Prep 40 mins
Cook 1 hr 50 mins
A 17th century recipe.
- 100 ml red wine
- 1⁄2 tablespoon honey
- 80 g raisins
- 16 dried apricot halves
- 2 carrots
- 3 celery ribs
- 1 onion
- 800 g pork shoulder
- 2 tablespoons vinegar
- 1 teaspoon of fresh mint, finely chopped
- coarse salt
- black pepper
- 1⁄2 teaspoon caraway seed
- Mix the red wine with the honey and soak the raisins in the mixture.
- Soak the apricots in water.
- Chop the carrots and celery into 3 cm pieces.

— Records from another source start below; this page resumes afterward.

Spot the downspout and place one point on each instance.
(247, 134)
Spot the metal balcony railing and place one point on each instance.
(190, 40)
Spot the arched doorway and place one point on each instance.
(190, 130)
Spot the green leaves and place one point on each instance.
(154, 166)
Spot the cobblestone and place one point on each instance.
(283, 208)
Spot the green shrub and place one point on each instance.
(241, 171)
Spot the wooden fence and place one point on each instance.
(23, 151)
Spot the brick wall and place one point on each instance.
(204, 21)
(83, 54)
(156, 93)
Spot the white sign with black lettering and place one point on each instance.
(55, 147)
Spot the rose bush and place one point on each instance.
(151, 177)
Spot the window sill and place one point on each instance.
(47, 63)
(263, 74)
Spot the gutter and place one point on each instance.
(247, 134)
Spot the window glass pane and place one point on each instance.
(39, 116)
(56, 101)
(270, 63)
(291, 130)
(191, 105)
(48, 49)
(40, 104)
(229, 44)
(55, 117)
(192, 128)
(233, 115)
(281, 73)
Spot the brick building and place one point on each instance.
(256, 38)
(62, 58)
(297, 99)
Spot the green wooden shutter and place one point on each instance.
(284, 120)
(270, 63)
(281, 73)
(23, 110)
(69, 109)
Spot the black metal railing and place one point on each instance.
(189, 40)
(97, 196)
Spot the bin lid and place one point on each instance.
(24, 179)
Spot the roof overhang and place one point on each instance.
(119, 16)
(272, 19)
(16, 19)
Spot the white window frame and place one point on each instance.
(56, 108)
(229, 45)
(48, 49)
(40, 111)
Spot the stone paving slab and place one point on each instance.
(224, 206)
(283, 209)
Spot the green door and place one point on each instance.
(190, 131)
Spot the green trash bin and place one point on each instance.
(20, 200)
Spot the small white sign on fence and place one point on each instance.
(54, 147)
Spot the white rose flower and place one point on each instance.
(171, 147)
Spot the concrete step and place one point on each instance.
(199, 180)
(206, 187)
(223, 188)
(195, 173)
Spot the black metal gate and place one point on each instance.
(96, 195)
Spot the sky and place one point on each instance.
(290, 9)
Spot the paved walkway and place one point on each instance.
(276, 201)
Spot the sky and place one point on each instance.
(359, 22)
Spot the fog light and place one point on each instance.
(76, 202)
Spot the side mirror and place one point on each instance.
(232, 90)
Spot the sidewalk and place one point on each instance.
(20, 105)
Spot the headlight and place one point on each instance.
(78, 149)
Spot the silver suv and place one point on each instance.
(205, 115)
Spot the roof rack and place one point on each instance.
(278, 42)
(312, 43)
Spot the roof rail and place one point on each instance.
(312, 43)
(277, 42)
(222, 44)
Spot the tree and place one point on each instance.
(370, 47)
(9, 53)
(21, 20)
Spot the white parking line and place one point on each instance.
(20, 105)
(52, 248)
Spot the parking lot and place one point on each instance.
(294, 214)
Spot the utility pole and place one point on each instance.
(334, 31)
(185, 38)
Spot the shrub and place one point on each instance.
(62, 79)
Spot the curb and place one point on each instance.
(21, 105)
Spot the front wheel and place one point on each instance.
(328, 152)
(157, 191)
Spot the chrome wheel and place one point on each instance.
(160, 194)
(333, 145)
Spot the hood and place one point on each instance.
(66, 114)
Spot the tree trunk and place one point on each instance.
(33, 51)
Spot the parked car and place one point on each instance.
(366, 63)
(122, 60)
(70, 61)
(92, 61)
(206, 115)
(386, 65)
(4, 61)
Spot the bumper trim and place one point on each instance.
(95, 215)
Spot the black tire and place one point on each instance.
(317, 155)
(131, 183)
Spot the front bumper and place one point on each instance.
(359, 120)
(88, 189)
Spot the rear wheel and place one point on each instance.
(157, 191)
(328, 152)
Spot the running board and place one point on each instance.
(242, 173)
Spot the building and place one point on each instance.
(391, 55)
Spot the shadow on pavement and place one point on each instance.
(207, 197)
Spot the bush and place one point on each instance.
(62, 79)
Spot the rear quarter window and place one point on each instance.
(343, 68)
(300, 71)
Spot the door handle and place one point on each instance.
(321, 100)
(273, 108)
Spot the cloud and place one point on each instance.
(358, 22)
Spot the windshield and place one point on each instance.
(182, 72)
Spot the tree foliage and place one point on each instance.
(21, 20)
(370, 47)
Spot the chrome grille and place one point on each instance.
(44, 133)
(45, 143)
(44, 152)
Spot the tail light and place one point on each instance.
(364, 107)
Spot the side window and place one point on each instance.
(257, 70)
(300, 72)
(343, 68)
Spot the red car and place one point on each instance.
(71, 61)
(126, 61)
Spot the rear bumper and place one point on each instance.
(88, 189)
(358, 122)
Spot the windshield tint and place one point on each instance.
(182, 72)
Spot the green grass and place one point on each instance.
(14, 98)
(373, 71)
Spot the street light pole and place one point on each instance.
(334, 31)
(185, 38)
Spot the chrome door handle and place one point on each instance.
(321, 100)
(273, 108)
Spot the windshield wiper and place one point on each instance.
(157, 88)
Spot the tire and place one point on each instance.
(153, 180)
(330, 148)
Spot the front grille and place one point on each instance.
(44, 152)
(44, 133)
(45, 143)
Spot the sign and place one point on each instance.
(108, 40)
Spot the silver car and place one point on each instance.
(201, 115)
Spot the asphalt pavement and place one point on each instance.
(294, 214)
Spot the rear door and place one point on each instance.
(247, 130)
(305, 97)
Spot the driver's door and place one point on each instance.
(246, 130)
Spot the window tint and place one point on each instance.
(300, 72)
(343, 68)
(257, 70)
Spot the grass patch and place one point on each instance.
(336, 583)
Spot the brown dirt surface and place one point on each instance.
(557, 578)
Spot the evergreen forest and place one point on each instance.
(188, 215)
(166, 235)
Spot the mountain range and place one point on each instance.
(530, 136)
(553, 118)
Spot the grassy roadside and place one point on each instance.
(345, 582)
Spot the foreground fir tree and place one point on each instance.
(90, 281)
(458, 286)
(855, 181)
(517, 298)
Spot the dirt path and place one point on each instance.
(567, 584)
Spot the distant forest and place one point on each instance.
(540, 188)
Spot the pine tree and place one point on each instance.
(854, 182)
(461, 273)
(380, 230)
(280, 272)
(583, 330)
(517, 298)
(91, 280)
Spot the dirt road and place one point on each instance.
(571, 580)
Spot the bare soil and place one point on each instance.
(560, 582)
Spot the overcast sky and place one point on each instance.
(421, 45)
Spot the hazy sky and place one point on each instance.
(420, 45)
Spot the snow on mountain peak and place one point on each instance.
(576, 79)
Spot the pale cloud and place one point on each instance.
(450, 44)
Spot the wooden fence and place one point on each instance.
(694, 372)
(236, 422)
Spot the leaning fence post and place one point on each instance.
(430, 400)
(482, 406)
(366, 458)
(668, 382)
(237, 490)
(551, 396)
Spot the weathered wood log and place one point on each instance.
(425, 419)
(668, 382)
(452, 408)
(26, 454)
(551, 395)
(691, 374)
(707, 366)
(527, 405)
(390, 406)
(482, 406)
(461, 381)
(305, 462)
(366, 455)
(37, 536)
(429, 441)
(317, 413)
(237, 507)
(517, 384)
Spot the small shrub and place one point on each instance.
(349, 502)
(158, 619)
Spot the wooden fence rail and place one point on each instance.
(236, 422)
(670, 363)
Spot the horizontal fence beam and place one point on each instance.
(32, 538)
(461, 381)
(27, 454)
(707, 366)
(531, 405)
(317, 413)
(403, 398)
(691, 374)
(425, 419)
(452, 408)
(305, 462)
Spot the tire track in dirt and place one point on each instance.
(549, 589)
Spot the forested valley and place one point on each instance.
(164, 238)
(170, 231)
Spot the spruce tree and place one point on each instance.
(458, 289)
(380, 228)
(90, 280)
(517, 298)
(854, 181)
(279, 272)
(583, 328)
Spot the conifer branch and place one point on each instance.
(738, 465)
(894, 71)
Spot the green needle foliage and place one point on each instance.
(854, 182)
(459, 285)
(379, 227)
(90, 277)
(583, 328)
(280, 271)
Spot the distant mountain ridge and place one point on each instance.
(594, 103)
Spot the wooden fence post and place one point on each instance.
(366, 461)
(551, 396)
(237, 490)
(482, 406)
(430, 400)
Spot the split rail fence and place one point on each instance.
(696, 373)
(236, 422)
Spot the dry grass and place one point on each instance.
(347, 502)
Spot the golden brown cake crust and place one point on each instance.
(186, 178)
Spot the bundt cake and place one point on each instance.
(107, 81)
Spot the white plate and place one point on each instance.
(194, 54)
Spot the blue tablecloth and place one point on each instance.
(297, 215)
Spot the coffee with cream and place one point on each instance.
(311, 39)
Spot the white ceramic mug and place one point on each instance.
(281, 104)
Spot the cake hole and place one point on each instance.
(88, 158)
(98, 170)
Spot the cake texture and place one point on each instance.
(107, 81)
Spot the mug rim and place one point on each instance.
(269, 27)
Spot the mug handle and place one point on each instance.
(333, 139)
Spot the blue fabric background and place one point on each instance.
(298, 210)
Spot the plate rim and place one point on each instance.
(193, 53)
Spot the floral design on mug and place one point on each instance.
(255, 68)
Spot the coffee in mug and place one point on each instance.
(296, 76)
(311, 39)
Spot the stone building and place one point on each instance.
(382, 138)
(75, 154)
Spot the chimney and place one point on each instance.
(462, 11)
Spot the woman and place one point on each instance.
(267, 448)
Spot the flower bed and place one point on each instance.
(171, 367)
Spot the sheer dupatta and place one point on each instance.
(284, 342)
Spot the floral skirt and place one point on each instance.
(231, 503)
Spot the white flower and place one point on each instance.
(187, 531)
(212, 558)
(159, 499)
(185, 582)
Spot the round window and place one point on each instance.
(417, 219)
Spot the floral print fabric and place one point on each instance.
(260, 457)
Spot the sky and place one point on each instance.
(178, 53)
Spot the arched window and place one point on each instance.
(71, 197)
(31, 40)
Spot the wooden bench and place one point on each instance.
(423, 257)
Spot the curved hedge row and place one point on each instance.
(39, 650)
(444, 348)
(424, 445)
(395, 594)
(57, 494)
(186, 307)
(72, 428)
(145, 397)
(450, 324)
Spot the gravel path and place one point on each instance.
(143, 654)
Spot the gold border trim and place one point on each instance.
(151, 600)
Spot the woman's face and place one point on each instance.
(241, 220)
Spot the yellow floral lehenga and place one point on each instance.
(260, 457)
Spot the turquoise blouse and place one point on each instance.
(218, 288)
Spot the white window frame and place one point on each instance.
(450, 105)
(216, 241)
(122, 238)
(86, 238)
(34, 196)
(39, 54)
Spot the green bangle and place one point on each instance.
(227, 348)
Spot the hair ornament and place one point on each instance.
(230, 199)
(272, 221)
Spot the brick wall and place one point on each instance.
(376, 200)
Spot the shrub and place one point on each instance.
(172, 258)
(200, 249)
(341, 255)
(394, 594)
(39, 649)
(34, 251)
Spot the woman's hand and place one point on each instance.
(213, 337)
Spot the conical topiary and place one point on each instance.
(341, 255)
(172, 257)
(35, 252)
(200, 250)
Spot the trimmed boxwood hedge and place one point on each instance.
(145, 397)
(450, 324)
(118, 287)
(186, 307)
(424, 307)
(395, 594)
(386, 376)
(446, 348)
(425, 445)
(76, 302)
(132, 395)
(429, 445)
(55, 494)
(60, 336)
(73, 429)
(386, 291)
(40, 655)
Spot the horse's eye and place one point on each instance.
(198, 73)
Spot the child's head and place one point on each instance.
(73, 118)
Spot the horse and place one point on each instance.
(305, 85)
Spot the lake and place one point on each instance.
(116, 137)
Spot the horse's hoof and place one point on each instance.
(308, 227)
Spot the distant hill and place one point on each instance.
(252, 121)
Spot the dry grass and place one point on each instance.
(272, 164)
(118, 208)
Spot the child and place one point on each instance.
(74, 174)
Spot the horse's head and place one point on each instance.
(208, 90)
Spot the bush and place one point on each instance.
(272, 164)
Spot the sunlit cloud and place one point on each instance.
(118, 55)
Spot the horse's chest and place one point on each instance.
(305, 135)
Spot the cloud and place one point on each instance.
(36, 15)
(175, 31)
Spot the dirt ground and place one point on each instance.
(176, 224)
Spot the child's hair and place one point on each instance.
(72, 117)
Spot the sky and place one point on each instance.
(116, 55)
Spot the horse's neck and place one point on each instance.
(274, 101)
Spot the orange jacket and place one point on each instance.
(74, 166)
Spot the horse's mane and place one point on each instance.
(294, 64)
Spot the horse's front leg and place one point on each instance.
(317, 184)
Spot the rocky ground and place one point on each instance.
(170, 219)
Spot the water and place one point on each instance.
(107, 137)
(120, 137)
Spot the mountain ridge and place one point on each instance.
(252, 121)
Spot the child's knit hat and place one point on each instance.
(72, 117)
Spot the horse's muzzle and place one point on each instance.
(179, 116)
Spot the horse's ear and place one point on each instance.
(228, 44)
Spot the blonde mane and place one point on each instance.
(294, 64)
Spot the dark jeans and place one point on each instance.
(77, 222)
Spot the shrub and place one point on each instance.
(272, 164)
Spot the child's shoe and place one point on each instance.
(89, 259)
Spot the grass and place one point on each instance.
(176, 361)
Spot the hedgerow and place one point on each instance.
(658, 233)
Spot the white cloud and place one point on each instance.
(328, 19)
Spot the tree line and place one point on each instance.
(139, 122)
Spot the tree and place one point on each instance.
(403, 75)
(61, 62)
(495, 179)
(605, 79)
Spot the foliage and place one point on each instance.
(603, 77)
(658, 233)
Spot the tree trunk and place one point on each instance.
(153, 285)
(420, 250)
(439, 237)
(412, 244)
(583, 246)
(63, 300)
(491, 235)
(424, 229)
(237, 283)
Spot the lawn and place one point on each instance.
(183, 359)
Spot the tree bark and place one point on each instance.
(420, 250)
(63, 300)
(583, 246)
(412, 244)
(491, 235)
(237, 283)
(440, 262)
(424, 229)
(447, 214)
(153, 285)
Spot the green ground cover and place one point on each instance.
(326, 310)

- Slice the onions into rings.
- Brown the pork in a cast iron casserole or dutch oven without adding any extra fat; wait until the pork fat melts.
- Remove the meat and set aside.
- Deglaze the pan with the vinegar, add the vegetables, and pan fry.
- Add the meat, sprinkle with mint, season with salt and pepper, and pour in enough water to cover.
- Cover the pan and simmer for 60-90 minutes.
- Drain the raisins and apricots.
- Add the raisins to the meat and cook for another 10 minutes.
- Then add the apricots and caraway and cook for another 10 minutes.
- Serve with pureed vegetables.
There is something very appealing about cooking a 17th century recipe, and this was really delicious. I made it just as directed apart from substituting sultanas (white raisins) for raisins. Thank you Missy Wombat for posting it - it is a keeper!